End-stage renal disease (ESRD) poses a serious public health problem as a result of the costs of treatments such as dialysis and transplantation and harms the quality of life. Chronic kidney disease (CKD) precedes ESRD, and the progression of CKD to ESRD can be preventable by appropriate treatment. Prevention of new-onset CKD could effectively target ESRD. In 2002, the Kidney Disease Outcomes Quality Initiative of the National Kidney Foundation gave a definition and classification system for CKD, and CKD is defined as either glomerular filtration rate (GFR) < 60 mL/min/1.73 m² or kidney damage lasting for at least 3 months [1]. The estimated prevalences of CKD measured as GFR < 60 mL/min/1.73 m² are 8.1% in the United States [2] and 10.6% in Japan [3].

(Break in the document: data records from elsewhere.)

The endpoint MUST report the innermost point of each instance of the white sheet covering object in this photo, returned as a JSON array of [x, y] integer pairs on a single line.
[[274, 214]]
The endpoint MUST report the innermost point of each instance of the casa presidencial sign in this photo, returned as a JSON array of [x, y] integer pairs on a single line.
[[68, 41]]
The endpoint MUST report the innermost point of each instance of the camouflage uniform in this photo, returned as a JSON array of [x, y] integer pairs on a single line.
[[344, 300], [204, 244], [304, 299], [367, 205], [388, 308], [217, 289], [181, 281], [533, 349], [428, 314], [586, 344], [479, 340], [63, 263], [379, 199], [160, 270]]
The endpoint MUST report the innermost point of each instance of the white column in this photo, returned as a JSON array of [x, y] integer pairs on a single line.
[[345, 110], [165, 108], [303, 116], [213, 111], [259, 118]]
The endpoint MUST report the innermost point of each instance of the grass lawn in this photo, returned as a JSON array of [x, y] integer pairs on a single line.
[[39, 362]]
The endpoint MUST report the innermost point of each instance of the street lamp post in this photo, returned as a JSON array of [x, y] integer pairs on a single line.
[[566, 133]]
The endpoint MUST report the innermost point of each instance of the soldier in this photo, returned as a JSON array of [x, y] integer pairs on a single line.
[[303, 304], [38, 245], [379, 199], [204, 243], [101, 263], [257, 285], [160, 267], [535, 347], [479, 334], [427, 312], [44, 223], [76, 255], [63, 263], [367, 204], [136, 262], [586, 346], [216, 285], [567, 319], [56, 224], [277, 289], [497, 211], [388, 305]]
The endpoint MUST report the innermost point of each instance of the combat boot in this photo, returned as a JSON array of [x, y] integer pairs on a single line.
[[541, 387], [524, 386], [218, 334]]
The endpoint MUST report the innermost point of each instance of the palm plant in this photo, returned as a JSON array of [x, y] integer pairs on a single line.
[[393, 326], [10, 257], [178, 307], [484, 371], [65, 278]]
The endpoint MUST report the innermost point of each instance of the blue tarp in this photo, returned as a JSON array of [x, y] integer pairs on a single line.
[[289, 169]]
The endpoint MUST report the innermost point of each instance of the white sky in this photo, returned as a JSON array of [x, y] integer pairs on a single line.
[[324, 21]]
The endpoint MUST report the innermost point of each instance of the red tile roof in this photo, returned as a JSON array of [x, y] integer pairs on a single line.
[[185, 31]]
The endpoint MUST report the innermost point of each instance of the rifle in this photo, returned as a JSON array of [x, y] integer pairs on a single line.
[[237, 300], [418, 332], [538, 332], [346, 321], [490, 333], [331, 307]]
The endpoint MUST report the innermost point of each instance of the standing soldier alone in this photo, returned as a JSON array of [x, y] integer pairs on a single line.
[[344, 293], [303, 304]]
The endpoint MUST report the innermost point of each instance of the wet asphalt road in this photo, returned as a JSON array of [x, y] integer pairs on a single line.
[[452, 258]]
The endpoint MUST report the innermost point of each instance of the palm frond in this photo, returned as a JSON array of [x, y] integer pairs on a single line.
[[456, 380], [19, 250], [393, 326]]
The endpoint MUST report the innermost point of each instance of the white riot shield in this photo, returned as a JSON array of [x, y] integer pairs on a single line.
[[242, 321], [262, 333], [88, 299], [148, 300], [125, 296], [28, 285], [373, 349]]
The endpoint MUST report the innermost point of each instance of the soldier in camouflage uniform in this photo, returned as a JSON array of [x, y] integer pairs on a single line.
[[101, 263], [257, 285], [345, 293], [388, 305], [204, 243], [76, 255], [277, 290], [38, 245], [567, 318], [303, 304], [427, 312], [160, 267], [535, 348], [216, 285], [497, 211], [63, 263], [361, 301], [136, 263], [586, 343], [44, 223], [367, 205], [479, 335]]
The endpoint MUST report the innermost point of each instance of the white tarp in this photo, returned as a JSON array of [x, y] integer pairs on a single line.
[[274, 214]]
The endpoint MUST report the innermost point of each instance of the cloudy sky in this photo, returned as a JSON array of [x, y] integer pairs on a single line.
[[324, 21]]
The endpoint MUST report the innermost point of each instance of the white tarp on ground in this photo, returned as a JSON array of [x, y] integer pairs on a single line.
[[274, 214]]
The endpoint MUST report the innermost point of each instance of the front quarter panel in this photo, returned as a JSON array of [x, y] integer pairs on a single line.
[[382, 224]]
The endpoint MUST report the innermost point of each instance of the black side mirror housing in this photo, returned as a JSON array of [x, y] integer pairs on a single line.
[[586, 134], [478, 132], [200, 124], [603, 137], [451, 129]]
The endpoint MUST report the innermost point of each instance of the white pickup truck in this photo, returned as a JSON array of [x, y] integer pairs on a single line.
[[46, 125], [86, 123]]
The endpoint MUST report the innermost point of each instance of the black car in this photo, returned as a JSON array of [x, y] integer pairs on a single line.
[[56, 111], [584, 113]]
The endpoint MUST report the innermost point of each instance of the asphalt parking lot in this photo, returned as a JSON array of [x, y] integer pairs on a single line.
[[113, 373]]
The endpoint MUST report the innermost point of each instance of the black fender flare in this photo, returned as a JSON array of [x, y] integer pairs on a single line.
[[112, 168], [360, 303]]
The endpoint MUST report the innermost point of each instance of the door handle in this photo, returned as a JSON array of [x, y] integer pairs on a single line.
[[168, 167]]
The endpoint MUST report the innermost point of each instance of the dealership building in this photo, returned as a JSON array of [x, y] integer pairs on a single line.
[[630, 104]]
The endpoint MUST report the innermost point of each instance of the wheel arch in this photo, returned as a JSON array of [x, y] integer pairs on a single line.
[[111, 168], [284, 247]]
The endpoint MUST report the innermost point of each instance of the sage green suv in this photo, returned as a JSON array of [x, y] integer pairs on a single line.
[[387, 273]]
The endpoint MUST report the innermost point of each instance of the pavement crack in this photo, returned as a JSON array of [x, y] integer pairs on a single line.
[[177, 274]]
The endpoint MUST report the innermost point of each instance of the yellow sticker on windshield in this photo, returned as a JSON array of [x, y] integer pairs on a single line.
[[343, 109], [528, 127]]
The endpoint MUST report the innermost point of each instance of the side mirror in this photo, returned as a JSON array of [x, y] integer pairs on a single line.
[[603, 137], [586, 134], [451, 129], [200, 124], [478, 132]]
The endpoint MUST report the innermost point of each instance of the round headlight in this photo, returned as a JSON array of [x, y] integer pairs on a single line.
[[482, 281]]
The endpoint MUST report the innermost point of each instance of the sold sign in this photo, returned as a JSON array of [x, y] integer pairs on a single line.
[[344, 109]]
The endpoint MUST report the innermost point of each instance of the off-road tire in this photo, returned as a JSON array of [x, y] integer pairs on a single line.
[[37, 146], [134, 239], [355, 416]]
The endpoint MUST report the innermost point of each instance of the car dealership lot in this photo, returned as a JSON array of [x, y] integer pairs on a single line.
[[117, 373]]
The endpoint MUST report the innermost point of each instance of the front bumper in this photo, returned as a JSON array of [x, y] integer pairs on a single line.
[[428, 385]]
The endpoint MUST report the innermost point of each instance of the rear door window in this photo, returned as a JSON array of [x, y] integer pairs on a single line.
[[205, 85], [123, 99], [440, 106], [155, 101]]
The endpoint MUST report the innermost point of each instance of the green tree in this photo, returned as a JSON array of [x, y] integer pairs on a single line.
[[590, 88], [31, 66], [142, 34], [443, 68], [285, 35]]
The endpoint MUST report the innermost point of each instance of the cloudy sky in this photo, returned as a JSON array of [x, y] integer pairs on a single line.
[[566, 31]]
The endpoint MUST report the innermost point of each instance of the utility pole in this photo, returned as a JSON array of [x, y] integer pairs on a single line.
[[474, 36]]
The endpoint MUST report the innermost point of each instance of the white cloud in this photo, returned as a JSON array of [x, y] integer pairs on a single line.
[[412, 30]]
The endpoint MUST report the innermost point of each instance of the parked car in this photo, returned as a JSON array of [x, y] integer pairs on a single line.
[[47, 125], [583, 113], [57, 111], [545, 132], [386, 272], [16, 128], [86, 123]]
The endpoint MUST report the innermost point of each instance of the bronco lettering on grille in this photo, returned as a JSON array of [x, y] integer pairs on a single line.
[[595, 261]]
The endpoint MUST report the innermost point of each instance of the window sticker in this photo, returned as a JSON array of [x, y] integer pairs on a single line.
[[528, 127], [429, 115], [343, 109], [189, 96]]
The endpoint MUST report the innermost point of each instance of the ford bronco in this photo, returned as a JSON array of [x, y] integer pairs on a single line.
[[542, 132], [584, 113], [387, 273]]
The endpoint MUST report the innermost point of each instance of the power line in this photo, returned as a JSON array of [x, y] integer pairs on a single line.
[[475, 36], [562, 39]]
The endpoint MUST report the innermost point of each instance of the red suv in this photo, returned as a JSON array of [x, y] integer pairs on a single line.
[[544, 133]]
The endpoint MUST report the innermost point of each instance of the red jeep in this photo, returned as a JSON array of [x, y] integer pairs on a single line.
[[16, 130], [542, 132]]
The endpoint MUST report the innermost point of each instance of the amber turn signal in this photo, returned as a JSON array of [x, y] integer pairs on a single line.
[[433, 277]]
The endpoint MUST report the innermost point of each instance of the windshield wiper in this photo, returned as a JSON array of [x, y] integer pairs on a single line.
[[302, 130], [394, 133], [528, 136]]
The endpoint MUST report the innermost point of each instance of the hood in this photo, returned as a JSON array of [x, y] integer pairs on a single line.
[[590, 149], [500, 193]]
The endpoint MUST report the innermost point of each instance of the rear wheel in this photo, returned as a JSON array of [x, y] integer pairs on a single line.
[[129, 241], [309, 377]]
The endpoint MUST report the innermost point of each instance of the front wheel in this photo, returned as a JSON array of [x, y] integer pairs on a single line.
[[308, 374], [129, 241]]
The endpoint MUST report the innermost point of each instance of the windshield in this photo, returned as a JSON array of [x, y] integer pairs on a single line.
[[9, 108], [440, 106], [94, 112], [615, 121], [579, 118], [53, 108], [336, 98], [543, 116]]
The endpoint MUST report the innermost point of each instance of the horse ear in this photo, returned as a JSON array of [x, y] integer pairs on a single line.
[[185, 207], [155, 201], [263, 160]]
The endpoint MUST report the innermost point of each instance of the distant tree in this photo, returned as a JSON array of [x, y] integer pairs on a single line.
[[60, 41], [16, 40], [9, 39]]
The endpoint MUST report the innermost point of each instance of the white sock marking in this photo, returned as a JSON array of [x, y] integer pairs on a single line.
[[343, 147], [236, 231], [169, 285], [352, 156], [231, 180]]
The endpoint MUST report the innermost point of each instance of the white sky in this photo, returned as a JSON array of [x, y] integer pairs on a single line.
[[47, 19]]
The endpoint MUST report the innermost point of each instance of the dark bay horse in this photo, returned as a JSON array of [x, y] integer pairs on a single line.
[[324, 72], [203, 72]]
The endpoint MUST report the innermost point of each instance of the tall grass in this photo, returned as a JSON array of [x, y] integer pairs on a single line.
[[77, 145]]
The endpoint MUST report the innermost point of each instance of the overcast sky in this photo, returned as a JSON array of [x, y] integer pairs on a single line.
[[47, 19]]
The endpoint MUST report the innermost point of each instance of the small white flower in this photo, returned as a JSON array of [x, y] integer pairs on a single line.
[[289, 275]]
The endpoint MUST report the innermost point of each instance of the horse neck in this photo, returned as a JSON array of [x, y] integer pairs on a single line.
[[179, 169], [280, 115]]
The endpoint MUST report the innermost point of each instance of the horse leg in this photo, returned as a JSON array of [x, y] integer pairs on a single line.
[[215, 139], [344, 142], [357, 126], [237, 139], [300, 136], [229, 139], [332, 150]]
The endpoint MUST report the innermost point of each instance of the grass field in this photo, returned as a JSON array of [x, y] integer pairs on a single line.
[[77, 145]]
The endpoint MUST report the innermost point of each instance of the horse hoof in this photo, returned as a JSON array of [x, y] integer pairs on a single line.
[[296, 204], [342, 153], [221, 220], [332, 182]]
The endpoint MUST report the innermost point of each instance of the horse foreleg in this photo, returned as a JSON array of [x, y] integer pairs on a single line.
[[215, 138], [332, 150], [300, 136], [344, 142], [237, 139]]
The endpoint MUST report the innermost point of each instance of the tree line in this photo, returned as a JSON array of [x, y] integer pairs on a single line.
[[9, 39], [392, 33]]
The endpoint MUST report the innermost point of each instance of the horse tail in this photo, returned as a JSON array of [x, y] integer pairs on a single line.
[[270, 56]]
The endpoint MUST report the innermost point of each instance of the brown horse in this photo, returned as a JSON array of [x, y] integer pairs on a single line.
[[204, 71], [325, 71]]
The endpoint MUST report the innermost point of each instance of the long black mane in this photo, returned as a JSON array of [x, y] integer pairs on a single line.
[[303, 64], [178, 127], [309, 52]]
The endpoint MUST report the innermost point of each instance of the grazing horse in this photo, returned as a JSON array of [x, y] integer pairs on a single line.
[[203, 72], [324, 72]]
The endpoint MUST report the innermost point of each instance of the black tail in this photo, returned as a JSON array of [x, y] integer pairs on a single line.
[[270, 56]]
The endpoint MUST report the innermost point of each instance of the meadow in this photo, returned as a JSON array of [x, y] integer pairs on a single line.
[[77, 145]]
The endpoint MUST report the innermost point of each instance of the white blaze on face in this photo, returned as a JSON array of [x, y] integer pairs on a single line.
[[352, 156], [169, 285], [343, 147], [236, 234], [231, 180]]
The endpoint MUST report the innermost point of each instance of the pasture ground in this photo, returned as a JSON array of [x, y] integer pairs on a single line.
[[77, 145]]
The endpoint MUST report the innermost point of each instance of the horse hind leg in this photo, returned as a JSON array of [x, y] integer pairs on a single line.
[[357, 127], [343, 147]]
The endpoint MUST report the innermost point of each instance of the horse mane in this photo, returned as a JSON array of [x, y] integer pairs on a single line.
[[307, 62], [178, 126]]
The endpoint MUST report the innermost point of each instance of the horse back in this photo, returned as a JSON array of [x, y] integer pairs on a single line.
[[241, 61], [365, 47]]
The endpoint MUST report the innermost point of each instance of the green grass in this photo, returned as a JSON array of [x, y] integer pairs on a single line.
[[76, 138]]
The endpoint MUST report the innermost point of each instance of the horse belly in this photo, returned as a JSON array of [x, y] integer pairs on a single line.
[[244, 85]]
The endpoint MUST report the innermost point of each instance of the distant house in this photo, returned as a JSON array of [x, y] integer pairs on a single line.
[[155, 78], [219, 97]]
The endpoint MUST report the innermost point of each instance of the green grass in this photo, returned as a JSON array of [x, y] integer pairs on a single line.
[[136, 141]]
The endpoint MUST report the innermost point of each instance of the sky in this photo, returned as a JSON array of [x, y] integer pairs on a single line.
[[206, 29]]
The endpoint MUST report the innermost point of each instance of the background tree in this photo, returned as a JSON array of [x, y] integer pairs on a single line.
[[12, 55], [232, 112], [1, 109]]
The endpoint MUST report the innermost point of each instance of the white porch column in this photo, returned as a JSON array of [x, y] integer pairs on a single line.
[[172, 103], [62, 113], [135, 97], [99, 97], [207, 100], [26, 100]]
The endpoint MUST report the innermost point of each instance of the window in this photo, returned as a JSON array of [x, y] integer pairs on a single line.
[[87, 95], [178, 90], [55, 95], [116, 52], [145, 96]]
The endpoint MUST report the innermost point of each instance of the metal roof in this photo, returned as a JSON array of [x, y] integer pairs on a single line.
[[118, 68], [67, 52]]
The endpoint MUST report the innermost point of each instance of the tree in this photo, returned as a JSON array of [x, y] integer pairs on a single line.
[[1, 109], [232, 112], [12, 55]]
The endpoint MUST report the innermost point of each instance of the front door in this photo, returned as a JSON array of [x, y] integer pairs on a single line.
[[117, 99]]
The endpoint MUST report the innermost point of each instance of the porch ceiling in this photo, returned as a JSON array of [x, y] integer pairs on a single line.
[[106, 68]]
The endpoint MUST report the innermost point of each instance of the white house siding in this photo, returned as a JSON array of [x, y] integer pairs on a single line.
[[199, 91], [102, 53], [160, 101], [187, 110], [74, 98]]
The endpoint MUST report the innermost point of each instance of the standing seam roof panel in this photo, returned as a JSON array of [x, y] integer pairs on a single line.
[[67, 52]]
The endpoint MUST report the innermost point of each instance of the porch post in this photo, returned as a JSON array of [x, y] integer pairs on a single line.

Previous studies have established hypertension [4‐9] and diabetes [10‐13] as predictive factors for CKD. Dyslipidemia [6, 14, 15], obesity [7, 16] and hyperuricemia [17‐20] have also been suggested to be predictive factors for CKD. However, it is not clear if asymptomatic hyperuricemia without gouty attacks is a risk factor for CKD. The aim of this study was to determine the associations between new-onset CKD and asymptomatic hyperuricemia, low serum high-density lipoprotein cholesterol (HDL-C), hypertension, diabetes and obesity in male factory workers over 40 years of age in Kanagawa, Japan.

The study involved 1,285 participants with a mean (± standard deviation [SD]) follow-up period of 95.2 (± 66.7) months. Of these participants, 100 (7.8%) developed CKD during the follow-up period, and their mean (± SD) follow-up period was 89.3 (± 62.0) months. The mean (± SD) follow-up period for participants who did not develop CKD was 95.7 (± 67.1) months. Table 1 shows the baseline characteristics of the participants in terms of age, levels of uric acid, HDL-C, systolic blood pressure, diastolic blood pressure, fasting blood sugar, and BMI. Hyperuricemia was detected in 166 participants (12.9%), low serum HDL-C in 153 (11.9%), hypertension in 255 (19.8%), diabetes in 51 (4.0%), and obesity in 255 (19.8%).

Table 2 shows the prediction for new-onset CKD during followed-up period. Of the participants with hyperuricemia at baseline, 32 (19.3%) developed CKD during the follow-up period. The results of Cox regression analysis revealed that the hazard ratio for new-onset CKD in the participants with hyperuricemia was 3.99 (95% CI: 2.59-6.15), showing a significant association between hyperuricemia and new-onset CKD. Likewise, the hazard ratio for new-onset CKD was 1.69 (95% CI: 1.00-2.86) in the participants with low serum HDL-C and 2.00 (95% CI: 1.29-3.11) in those with hypertension, indicating significant associations between new-onset CKD and these variables. However, a hazard ratio of 0.56 (95% CI: 0.17-1.77) indicated no significant association between new-onset CKD and diabetes. The hazard ratio was 1.35 (95% CI: 0.87-2.10) in the participants with obesity, indicating a weak association.

The cumulative incidence of CKD was analyzed by the Kaplan-Meier method using the three variables (hyperuricemia, low serum HDL-C, and hypertension) showing significant associations and the one variable (obesity) showing a weak association with new-onset CKD in the Cox proportional hazards model (Figure 1). Concerning hyperuricemia, low serum HDL-C, hypertension and obesity, the log-rank tests showed P values of < 0.01 (Figure 1-A), 0.01 (Figure 1-B), < 0.01 (Figure 1-C) and < 0.01 (Figure 1-D), respectively.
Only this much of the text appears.